Group of Seven Exhibition Catalogue, May 1920, Art Gallery of Toronto. Collection of the E.P. Taylor Library and Archives, Art Gallery of Ontario.
May 7, 1920, was a sunny and mild Friday. Anyone wishing to visit the Art Gallery of Toronto (now the Art Gallery of Ontario) would have paid twenty-five cents to enter. Inside they would see an exhibition by locally known artists, eager to propel their art and vision to the forefront. One hundred years later, we look back at this lasting moment in Canadian art.
In 1920, the Gallery was very much in its infancy; only the year before it had changed its name from Art Museum to Art Gallery, and its exhibition space was limited to just three galleries, referred to by their shape – octagon, square and long.
Across these three galleries, 121 works were arranged. The exhibition was titled simply The Group of Seven. The artists at the heart of this exhibit were based in Toronto; many of them colleagues at the design firm Grip Ltd., all members of the Arts & Letters Club and frequent exhibitors at the Ontario Society of Artists. Some had been war artists and some taught at OCAD University. But this was a first – their first expression of their shared purpose, their first articulation of a common vision.
The exhibition was accompanied by a pamphlet, which could be purchased for ten cents.
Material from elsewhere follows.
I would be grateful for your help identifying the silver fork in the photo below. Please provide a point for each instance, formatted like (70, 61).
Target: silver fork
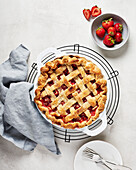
(97, 158)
Elegantly designed, befitting a collective largely made up of commercial artists, the logo across the top was the creation of member Arthur Lismer.
Written by the Group’s de facto leader, Brantford, Ontario-born artist Lawren Harris, the double-sided pamphlet featured a lengthy foreword; it was both a vision statement and provocation in one, "The group of seven artists whose pictures are here exhibited have for several years held a like vision concerning Art in Canada," Harris wrote. “These images invite adverse criticism.”
Among the works exhibited by the founding members of the Group (Franklin Carmichael, Lawren Harris, A.Y. Jackson, Franz Johnston, Arthur Lismer, J.E.H. MacDonald and F.H. Varley) were bold Algoma-inspired landscapes, portraits, urban scenes, garden views and works produced for Canadian War Memorials.